Arising from hybrid techniques, the work of Pierre Cordier has always been difficult to classify, and raises the question of affiliation from an art-historical point of view. Yet an authentic personal mythology emerges, whose indecipherable language would be key to providing the answer.

== Bibliography ==
- Butor (Michel), 1991. "Alchimigramme", preface to the exhibition catalogue at the gallery “Le Miroir d’Encre”, Brussels.

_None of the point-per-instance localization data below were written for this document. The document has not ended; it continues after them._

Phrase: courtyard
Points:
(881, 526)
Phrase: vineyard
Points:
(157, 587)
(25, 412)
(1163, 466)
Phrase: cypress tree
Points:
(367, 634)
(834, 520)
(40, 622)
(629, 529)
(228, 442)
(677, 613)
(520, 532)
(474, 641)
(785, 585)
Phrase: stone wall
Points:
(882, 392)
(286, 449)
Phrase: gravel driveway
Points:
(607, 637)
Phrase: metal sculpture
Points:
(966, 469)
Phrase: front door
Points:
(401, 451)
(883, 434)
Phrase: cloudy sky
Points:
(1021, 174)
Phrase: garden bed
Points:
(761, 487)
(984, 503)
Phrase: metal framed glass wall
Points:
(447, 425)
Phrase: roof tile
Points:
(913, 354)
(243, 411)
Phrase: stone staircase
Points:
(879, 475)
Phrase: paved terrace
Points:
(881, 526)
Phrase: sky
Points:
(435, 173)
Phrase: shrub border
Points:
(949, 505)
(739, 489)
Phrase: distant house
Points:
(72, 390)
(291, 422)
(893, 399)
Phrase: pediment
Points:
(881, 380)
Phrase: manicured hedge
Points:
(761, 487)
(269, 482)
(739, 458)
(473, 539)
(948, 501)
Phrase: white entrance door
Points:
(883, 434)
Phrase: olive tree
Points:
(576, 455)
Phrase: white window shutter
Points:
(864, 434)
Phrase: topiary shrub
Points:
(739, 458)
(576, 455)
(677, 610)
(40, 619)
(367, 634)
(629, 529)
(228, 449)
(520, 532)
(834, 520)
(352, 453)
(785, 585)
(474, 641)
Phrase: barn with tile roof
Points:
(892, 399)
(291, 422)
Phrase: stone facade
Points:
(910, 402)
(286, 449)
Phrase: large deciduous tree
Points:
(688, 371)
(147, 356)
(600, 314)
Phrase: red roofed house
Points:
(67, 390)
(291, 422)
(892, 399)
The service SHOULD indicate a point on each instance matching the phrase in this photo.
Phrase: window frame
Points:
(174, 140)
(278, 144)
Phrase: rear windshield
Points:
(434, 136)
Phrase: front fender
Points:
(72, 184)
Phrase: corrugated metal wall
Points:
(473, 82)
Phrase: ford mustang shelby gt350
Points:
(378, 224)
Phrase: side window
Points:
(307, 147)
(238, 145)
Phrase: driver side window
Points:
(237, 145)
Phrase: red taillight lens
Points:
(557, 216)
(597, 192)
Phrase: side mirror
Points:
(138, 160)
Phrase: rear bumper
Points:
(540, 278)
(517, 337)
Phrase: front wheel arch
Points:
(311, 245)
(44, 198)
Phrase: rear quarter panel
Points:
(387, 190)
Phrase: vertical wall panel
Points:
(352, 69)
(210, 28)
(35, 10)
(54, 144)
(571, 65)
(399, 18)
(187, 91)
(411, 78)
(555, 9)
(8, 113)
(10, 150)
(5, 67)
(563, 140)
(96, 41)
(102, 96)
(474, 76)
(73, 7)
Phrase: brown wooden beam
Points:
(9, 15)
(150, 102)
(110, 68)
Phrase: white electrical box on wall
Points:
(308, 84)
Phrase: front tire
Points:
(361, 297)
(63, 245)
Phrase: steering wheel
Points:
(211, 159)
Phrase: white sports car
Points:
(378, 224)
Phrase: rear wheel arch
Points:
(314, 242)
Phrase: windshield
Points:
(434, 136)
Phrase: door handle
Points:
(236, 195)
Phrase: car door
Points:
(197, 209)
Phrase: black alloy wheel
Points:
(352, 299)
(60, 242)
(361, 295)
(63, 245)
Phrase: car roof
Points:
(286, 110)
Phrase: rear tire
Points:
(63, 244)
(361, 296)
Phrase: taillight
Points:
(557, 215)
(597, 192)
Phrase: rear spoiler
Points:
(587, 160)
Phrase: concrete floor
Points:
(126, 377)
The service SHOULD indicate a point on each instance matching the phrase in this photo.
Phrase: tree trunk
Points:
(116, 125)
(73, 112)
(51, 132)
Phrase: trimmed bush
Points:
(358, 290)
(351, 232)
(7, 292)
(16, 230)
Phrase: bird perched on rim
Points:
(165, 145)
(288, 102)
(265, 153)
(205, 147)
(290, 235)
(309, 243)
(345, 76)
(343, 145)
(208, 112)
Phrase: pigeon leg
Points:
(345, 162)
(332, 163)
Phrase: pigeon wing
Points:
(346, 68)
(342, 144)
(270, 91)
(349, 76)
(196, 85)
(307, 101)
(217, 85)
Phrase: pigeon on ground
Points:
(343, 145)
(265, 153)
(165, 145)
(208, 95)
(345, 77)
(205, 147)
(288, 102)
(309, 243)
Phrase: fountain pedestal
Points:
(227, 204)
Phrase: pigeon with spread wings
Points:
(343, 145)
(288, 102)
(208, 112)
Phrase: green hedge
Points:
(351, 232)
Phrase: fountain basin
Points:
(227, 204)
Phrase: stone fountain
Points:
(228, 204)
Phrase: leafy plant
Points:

- 1988. Pierre Cordier, exhibition catalog, Brussels, Royal Museums of Fine Arts Museum of Belgium.
- Cordier (Pierre), 2007. le chimigramme – the chemigram, Brussels, Editions Racine.
- Gernsheim (Helmut), 1986. A Concise History of Photography, New York, Dover.
- Lemagny (Jean-Claude), January 1979. “Pierre Cordier ou la photographie sens dessus dessous”, in the exhibition catalog : “Pierre Cordier”, Paris, Bibliothèque Nationale de France.
- Mélon (Marc-Emmanuel), 1996. “Pierre Cordier”, article in Encyclopaedia Universalis.
- Poivert (Michel), 2001. “Utopie du chimigramme, Pierre Cordier dans le labyrinthe de l’histoire”, in: Bulletin de la Société française de Photographie (10), Paris.